“Millions of Canadians have to choose between paying for groceries or their prescription medications,” Hassan Yussuf, president of the Canadian Labour Congress, wrote in a recent commentary.
That is one of the most frequently cited reasons for national pharmacare by proponents of a sweeping domestic plan.
First of all, that claim is questionable. It is based on polling data that show 23 per cent of those surveyed said they had experienced difficulty paying for prescriptions. Another study found that 731,000 Canadians borrowed money to pay for their prescription drugs, and some were cutting back on necessities as a result.
To say that millions are going hungry to pay for drugs is quite a leap.
Regardless, shouldn’t the priority of policy-makers be to ensure that all Canadians can afford necessities such as food and housing, not just prescription drugs?
If you’re going to make a massive investment of public funds, doesn’t it make more sense to embrace a basic income rather than “free” drugs for all?
Of course, ensuring that people have affordable access to essential prescription drugs is important, just as important as affordable access to physician and hospital care.
But it’s curious how the left, and progressives more generally, have gone gaga over the idea of providing more sickness care and seemingly forgotten the importance of investing in keeping people healthy in the first place.
Affordable sickness care is important, especially if you’re sick. But the way to keep people healthier longer is to ensure that they have a decent income, a roof over their heads, healthy food, a good education, a sound physical environment and sense of belonging.
These building blocks are what academics call the socio-economic determinants of health.
For example, if a person with asthma and diabetes is living in substandard housing infested with mould and depending on a food bank for nutrition, no amount of asthma and diabetes medication is going to make them well – only having the means to afford better accommodations and better food will.
A national pharmacare program would cost somewhere between $15-billion and $30-billion, depending on which analysis you believe.
A national basic income program – which would bring everyone up to the poverty line – would cost an estimated $43-billion.
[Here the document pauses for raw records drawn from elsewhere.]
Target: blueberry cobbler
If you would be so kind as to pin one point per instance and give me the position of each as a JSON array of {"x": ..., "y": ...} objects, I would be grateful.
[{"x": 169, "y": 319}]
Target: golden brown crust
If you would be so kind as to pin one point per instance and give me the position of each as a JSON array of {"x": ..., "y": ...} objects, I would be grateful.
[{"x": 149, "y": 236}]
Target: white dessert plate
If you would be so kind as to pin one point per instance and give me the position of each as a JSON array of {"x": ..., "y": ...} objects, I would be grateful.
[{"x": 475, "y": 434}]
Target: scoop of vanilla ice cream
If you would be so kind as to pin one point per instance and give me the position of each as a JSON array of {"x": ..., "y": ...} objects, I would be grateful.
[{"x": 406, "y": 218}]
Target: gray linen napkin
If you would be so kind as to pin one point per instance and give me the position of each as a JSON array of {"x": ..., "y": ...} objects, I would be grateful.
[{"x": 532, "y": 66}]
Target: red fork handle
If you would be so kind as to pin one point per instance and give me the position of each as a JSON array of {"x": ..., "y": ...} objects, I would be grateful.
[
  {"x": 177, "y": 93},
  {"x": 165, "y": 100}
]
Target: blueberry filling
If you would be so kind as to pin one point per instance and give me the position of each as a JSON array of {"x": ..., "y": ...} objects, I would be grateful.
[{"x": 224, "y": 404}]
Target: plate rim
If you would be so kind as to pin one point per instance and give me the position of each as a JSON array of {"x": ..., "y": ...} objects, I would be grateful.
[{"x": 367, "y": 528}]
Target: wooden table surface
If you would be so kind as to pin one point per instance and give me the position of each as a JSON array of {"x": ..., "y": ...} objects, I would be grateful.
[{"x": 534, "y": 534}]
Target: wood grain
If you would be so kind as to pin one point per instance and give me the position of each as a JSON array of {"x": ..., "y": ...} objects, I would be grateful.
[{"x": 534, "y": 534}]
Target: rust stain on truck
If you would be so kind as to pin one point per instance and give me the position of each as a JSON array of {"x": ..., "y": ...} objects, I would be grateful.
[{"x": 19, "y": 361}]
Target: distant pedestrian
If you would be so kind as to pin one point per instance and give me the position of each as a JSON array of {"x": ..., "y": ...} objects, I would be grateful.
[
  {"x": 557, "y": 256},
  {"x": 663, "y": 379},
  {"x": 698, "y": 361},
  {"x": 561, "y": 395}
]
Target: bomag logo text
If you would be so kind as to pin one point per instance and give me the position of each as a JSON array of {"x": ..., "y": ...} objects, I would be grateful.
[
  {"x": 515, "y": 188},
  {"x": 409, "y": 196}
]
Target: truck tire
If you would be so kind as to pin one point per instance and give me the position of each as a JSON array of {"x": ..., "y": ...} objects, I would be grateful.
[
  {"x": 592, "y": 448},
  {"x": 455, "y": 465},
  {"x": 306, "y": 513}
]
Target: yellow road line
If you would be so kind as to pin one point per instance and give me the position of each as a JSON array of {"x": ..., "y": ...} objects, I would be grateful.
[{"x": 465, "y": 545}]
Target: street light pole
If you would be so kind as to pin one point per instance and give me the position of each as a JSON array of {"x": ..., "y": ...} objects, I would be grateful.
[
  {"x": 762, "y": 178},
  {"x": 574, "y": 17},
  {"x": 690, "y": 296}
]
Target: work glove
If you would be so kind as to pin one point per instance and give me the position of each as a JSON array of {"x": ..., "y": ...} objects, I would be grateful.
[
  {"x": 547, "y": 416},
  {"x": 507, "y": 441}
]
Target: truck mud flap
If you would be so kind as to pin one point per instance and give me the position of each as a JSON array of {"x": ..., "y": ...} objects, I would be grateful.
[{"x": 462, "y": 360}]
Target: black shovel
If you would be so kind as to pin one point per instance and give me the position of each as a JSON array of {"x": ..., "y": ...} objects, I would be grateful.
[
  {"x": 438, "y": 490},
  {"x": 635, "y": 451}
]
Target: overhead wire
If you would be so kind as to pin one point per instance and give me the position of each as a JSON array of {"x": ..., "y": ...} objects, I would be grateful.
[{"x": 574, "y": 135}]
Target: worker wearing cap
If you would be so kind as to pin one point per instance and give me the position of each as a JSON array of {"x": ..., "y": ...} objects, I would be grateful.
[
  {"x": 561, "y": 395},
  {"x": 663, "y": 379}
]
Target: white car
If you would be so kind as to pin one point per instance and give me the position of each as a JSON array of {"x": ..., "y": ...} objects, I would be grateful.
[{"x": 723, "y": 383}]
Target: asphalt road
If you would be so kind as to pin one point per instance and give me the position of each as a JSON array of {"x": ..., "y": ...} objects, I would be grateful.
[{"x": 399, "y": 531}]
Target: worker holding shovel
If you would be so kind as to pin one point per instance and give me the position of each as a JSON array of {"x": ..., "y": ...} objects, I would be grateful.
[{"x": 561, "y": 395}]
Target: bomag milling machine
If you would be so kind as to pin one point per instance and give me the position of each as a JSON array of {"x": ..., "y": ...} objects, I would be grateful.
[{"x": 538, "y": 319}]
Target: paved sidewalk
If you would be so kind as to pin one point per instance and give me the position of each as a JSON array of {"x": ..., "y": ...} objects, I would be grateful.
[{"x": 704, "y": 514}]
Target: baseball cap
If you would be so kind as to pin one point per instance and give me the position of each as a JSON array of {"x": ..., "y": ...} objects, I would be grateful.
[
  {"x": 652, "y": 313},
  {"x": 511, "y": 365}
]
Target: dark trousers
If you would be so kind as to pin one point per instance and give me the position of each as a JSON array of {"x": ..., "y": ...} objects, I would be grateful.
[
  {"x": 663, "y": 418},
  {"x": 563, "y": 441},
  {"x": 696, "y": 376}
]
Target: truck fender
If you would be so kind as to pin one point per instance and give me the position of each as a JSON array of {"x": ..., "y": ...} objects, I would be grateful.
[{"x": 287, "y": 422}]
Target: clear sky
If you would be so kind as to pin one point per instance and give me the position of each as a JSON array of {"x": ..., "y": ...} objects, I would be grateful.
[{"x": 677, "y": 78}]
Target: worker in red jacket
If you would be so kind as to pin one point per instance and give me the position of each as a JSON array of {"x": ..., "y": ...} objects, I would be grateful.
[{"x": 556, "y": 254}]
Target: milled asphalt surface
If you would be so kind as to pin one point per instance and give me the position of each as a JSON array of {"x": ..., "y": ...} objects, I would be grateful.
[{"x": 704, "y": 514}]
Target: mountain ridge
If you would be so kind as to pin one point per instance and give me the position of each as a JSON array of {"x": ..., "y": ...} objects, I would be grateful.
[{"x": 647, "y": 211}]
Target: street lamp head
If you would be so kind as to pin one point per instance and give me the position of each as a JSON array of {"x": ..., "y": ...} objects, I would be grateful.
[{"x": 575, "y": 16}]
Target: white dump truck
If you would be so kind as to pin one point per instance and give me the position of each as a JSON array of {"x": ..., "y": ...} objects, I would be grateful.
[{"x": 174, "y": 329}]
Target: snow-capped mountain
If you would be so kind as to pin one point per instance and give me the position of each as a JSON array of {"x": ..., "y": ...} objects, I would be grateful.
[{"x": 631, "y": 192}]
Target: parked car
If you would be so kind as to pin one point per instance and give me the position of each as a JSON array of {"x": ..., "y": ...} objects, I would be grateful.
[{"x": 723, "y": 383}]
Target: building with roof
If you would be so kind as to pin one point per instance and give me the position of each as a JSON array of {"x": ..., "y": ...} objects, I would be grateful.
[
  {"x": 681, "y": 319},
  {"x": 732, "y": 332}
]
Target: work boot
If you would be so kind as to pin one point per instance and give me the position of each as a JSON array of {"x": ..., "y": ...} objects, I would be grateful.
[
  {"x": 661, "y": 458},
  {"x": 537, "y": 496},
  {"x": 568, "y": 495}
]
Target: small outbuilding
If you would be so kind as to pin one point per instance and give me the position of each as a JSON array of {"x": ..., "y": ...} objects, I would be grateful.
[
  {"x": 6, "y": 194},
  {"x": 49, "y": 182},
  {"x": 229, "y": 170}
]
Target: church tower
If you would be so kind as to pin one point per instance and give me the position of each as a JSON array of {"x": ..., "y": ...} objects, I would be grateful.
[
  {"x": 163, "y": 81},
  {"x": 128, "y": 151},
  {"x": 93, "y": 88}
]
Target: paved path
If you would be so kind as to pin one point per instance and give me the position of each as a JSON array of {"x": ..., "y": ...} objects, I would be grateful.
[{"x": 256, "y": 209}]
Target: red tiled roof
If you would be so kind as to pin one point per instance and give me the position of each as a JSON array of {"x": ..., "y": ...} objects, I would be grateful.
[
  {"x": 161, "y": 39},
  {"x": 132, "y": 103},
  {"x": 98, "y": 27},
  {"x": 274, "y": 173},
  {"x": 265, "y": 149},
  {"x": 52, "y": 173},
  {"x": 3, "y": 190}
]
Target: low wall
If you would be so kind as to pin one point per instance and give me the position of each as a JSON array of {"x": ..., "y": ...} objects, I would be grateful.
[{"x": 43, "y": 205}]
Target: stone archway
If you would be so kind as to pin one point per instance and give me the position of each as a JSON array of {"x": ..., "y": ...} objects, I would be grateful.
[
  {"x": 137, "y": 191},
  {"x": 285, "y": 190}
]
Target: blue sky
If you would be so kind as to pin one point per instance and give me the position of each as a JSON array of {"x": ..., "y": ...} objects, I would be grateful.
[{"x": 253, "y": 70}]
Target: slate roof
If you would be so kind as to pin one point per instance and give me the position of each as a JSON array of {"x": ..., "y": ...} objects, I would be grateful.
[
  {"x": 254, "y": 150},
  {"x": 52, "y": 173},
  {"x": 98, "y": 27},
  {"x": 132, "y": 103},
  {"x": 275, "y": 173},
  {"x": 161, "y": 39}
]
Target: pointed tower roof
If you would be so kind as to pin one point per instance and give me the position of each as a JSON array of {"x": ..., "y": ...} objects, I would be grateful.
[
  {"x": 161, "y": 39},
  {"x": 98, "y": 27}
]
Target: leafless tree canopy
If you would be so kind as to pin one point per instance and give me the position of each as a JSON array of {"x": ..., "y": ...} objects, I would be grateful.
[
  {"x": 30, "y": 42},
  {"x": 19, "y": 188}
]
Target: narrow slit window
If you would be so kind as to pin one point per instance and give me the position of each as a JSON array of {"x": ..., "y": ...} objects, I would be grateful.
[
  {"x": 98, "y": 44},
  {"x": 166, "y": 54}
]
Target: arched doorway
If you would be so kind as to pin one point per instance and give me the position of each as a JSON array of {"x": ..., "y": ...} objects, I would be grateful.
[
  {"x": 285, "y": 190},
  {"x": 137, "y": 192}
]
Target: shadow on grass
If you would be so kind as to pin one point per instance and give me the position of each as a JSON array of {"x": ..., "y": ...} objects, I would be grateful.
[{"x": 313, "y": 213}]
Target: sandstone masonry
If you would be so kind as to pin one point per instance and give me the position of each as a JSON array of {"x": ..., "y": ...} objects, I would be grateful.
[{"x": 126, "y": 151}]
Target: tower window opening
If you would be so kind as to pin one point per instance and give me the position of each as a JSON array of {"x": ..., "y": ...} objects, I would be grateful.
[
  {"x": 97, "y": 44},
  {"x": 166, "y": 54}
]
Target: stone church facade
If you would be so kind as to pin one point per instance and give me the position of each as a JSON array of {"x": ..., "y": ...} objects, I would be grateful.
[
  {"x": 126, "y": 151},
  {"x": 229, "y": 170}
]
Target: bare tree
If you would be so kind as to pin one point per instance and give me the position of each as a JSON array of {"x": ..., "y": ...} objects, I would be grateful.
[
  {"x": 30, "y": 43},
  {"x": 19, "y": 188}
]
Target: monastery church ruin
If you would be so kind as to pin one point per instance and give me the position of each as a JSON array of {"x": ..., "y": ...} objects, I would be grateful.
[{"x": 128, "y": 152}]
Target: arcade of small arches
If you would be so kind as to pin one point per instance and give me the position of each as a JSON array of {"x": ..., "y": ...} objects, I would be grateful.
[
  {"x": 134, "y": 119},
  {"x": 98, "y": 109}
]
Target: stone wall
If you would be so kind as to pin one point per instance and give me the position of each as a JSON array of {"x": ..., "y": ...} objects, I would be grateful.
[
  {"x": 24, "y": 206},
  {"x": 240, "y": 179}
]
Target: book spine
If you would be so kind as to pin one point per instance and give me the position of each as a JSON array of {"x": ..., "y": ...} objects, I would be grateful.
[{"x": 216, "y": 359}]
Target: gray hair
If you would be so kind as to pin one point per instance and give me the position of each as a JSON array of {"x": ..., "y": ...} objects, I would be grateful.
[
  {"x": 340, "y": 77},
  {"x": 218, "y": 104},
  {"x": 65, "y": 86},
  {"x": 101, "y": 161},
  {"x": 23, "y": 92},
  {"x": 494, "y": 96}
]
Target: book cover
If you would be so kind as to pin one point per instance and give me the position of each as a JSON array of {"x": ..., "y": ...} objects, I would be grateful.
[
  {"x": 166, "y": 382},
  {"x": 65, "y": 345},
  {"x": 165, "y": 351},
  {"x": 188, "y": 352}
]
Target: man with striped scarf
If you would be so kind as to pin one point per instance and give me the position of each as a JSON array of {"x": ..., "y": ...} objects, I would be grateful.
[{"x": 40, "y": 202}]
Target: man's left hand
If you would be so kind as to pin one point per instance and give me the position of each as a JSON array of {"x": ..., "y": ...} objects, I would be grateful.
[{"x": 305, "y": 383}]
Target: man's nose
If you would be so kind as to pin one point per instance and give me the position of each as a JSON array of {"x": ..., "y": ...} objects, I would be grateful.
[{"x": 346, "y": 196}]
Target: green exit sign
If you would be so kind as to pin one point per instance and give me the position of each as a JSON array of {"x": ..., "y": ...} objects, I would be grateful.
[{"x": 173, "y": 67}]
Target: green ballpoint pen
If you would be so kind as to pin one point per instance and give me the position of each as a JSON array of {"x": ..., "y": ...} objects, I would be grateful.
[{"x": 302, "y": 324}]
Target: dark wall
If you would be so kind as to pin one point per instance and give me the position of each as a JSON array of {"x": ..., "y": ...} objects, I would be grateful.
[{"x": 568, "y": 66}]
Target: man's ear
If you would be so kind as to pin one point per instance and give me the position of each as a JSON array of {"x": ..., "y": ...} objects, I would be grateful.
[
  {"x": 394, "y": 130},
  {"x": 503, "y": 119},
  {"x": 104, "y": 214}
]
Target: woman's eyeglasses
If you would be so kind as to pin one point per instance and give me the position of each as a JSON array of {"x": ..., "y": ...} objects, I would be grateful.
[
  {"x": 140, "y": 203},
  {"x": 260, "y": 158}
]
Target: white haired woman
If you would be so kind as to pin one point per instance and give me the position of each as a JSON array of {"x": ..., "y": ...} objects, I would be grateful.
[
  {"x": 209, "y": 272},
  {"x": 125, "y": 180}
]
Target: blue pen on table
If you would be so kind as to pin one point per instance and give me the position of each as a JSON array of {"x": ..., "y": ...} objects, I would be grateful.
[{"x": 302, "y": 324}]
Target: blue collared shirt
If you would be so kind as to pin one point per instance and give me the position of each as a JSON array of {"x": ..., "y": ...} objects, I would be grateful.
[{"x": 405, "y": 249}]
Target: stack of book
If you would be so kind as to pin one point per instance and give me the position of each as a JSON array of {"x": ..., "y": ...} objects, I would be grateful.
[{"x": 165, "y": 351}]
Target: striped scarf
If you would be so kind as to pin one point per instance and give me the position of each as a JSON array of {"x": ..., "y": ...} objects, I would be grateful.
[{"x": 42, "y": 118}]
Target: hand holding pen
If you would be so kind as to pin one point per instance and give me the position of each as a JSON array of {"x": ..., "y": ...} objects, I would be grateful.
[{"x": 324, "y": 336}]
Which program would help the most Canadians? Which approach would have the most lasting impact?
There was a time, not that long ago, when Canada had a federal Department of Health and Welfare.
In fact, in 1974, Marc Lalonde, then-minister of health and welfare, produced a landmark report titled A New Perspective on the Health of Canadians, which eloquently explained that improvements in health could only be achieved much more effectively with changes in lifestyle and environment than with more medicine.
Yet the caution was not heeded. Health spending (or more precisely, sickness care spending) has increased relentlessly since then, and the welfare part of the equation seems to have been forgotten.
Among wealthy, developed countries, Canada spends the least on social programs – 13 per cent of gross domestic product. Denmark, by contrast, spends 27 per cent on social programs.
Denmark has embraced upstream thinking, while Canada has been systematically underspending on social programs such as income supports, affordable housing, child care and so on for three decades.
We need to get our priorities straight, and spend smarter.
None of this is meant to suggest providing affordable access to essential prescription drugs is unimportant. But there is more to do.
In Canada of late, we have had too much boosterism for a single-payer drug plan, and too little serious discussion of the pros and cons of the alternatives.
The U.S. debate about expanding Medicare parallels Canada’s debate about pharmacare. But they have articulated the options more clearly: 1) Medicare for all, a single-payer system that would virtually eliminate private insurers; 2) a public option, where insurance would be offered by the state for those who can’t afford private coverage and; 3) an individual mandate, where insurance is mandatory, and you can get it publicly or privately.
Canadian politicians and policy-makers should express clearly which of those approaches they favour for pharmacare.
And just as important, they should discuss the opportunity costs – what could be done to improve the health of Canadians if public monies went to a health program other than single-payer pharmacare, such as a basic income.
The broader question we need to answer is: Ultimately, what will provide the biggest bang for our health-care buck?